These were the four different approaches to audio we attempted. For video, we only used the CNN-RNN architecture.
First Idea
We initially tried to apply a similar strategy to Dieleman and Schrauwen, who used spectrograms
of subjects speaking to detect heart rate. For video, we used the time
series data of the green intensity of someone's face to create the
spectrograms, here are what the spectrograms looked like for audio and
video.
The idea is that convolutional neural nets are very good at image
classification, and applying these practices to look at a spectrogram
might be a good way at detecting heart rate.
This was not very successful for us.

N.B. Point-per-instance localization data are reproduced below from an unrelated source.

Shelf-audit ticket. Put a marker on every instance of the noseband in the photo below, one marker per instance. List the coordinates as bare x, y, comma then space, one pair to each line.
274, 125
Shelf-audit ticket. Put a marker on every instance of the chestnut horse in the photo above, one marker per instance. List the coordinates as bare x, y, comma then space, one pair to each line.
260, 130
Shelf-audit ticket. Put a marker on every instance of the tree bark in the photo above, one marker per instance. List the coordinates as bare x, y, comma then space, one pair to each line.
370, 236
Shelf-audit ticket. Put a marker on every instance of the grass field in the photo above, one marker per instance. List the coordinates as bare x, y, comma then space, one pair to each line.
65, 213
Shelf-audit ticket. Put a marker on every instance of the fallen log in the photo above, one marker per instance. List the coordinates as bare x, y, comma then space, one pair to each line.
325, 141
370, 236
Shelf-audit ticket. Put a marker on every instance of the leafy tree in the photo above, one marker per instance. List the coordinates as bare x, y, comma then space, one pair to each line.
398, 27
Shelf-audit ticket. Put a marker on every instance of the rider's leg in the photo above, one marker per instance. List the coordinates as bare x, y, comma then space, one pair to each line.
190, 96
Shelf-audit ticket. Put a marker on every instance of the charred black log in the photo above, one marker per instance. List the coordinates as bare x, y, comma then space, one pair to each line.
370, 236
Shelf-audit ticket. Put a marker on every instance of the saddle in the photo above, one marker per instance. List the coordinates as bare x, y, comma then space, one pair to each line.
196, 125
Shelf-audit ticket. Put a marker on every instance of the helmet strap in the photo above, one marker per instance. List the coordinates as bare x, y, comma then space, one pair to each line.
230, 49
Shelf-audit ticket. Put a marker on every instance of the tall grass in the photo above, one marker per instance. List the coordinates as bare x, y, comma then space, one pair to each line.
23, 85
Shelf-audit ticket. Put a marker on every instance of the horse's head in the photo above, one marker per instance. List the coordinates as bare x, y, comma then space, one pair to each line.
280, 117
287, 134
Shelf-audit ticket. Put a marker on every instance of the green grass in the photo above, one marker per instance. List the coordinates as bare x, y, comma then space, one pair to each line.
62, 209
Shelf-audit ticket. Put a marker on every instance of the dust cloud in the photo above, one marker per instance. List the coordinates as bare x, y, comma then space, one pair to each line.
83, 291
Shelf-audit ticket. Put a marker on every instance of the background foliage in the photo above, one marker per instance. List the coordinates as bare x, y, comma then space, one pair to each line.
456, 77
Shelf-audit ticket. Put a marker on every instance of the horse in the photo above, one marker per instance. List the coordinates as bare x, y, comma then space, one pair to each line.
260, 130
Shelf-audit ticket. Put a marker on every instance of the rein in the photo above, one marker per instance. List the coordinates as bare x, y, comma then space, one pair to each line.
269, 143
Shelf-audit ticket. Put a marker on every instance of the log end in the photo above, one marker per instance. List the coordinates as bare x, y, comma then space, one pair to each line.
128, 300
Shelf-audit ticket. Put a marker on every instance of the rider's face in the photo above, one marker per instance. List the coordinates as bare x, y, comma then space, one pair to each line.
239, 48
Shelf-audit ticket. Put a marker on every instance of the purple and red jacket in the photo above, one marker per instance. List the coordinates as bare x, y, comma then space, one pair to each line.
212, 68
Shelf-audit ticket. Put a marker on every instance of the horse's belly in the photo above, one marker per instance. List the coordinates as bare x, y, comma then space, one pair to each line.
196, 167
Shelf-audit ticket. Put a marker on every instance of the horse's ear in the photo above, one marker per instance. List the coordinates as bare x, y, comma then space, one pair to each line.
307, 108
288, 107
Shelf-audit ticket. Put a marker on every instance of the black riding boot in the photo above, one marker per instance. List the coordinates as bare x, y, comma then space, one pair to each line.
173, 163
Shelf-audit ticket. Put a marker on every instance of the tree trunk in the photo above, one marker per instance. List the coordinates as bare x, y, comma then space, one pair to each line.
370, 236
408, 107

Our best result was 0.68 product moment correlation coefficient.
Recurrent Nets
We then tried recurrent neural networks, which proved to be much
better at detecting heart rate, but still not great. For audio we sliced
the spectrograms into small chunks, and for video, we just used the
time series of green intensity of the face. These turned out to be much
more promising, but still not as good as we hoped.
Thoughts
Can you detect heart rate from a video of a person?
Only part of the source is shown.